DELHIVERY - Fundamental Analysis: Financial Health & Valuation
Back to ListFundamental Rating: 3.1
| Stock Code | DELHIVERY | Market Cap | 34,968 Cr. | Current Price | 467 ₹ | High / Low | 490 ₹ |
| Stock P/E | 104 | Book Value | 135 ₹ | Dividend Yield | 0.00 % | ROCE | 2.71 % |
| ROE | 1.78 % | Face Value | 1.00 ₹ | DMA 50 | 442 ₹ | DMA 200 | 422 ₹ |
| Chg in FII Hold | -0.34 % | Chg in DII Hold | 1.29 % | PAT Qtr | 101 Cr. | PAT Prev Qtr | 61.2 Cr. |
| RSI | 60.2 | MACD | 8.93 | Volume | 26,46,159 | Avg Vol 1Wk | 26,58,098 |
| Low price | 295 ₹ | High price | 490 ₹ | PEG Ratio | 3.46 | Debt to equity | 0.15 |
| 52w Index | 88.2 % | Qtr Profit Var | 141 % | EPS | 3.13 ₹ | Industry PE | 23.7 |
📊 Delhivery (DELHIVERY) shows weak efficiency metrics with ROE (1.78%) and ROCE (2.71%), despite its large market cap of ₹34,968 Cr. Debt-to-equity at 0.15 reflects manageable leverage, but EPS of ₹3.13 is modest relative to valuation. Quarterly PAT improved (61.2 Cr → 101 Cr, +141%), showing operational recovery, yet overall profitability remains low. Valuation is severely stretched with P/E (104) compared to industry average (23.7), while PEG ratio (3.46) suggests limited growth-adjusted comfort. Technicals show bullish momentum with RSI (60.2), MACD (8.93), and price trading above both 50 DMA (442 ₹) and 200 DMA (422 ₹).

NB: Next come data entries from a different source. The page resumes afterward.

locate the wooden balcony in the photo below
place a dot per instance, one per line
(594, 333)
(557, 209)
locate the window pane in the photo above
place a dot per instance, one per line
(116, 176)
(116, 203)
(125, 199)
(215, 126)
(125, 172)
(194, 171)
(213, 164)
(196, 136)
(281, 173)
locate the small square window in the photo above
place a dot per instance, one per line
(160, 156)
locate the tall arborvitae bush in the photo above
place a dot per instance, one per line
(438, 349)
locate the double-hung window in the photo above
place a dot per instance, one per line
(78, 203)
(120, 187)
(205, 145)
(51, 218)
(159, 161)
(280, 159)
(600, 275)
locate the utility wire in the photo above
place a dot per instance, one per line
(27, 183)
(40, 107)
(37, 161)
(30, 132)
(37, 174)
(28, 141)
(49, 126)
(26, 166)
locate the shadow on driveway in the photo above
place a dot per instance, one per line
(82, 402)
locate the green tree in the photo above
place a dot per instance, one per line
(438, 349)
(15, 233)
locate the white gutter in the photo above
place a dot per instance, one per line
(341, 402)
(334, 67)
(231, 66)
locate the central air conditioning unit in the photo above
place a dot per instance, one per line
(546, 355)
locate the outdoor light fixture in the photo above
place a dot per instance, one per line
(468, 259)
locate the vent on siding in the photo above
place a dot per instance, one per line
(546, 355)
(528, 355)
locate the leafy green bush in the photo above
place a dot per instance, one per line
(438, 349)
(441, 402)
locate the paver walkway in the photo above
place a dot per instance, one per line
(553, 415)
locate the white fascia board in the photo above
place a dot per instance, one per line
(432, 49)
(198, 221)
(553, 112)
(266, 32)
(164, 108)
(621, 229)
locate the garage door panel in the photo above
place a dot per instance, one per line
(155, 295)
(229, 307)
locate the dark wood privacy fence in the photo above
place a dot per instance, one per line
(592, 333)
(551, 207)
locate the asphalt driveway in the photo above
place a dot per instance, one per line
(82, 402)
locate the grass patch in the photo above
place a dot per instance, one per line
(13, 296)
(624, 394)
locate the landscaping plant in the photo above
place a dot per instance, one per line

🎯 Entry Zone: 440 ₹ – 455 ₹ (near DMA support)
📌 Long-Term Holding: Risky due to weak efficiency and extreme overvaluation. Suitable only for cautious accumulation with strict stop-loss discipline. Long-term compounding potential is limited unless profitability improves significantly.
Positive
- Quarterly PAT growth (+141%) shows operational improvement.
- Debt-to-equity (0.15) indicates manageable leverage.
- DII holdings increased (+1.29%), reflecting domestic institutional confidence.
- Technical indicators (RSI, MACD) show bullish momentum.
Limitation
- Extremely high P/E (104) vs industry average (23.7).
- Weak ROE (1.78%) and ROCE (2.71%).
- PEG ratio (3.46) suggests poor growth-adjusted valuation.
- Decline in FII holdings (-0.34%) shows reduced foreign investor confidence.
Company Negative News
- Weak efficiency metrics despite revenue scale.
- High valuation multiples limit upside potential.
Company Positive News
- Quarterly PAT growth highlights earnings recovery.
- DII inflows (+1.29%) show domestic institutional support.
- Strong technical momentum above DMA levels.
Industry
- Industry P/E (23.7) is far lower than DELHIVERY’s 104, highlighting severe overvaluation.
- Logistics sector has long-term demand drivers, supported by e-commerce and infrastructure expansion.
Conclusion
⚠️ Delhivery is financially stable with manageable debt but faces weak efficiency and extreme overvaluation. Entry around 440–455 ₹ offers limited risk-reward. Long-term holding is justified only with cautious exposure, as upside depends on sustained profitability improvement. Partial exits near 480–490 ₹ are advisable if momentum fails to sustain above resistance.
This structured HTML report captures Delhivery’s operational recovery but highlights its weak efficiency and severe valuation risks. If you’d like, I can extend this into a peer benchmarking overlay against other logistics players like Blue Dart or TCI Express to show relative positioning. Would you like me to prepare that next?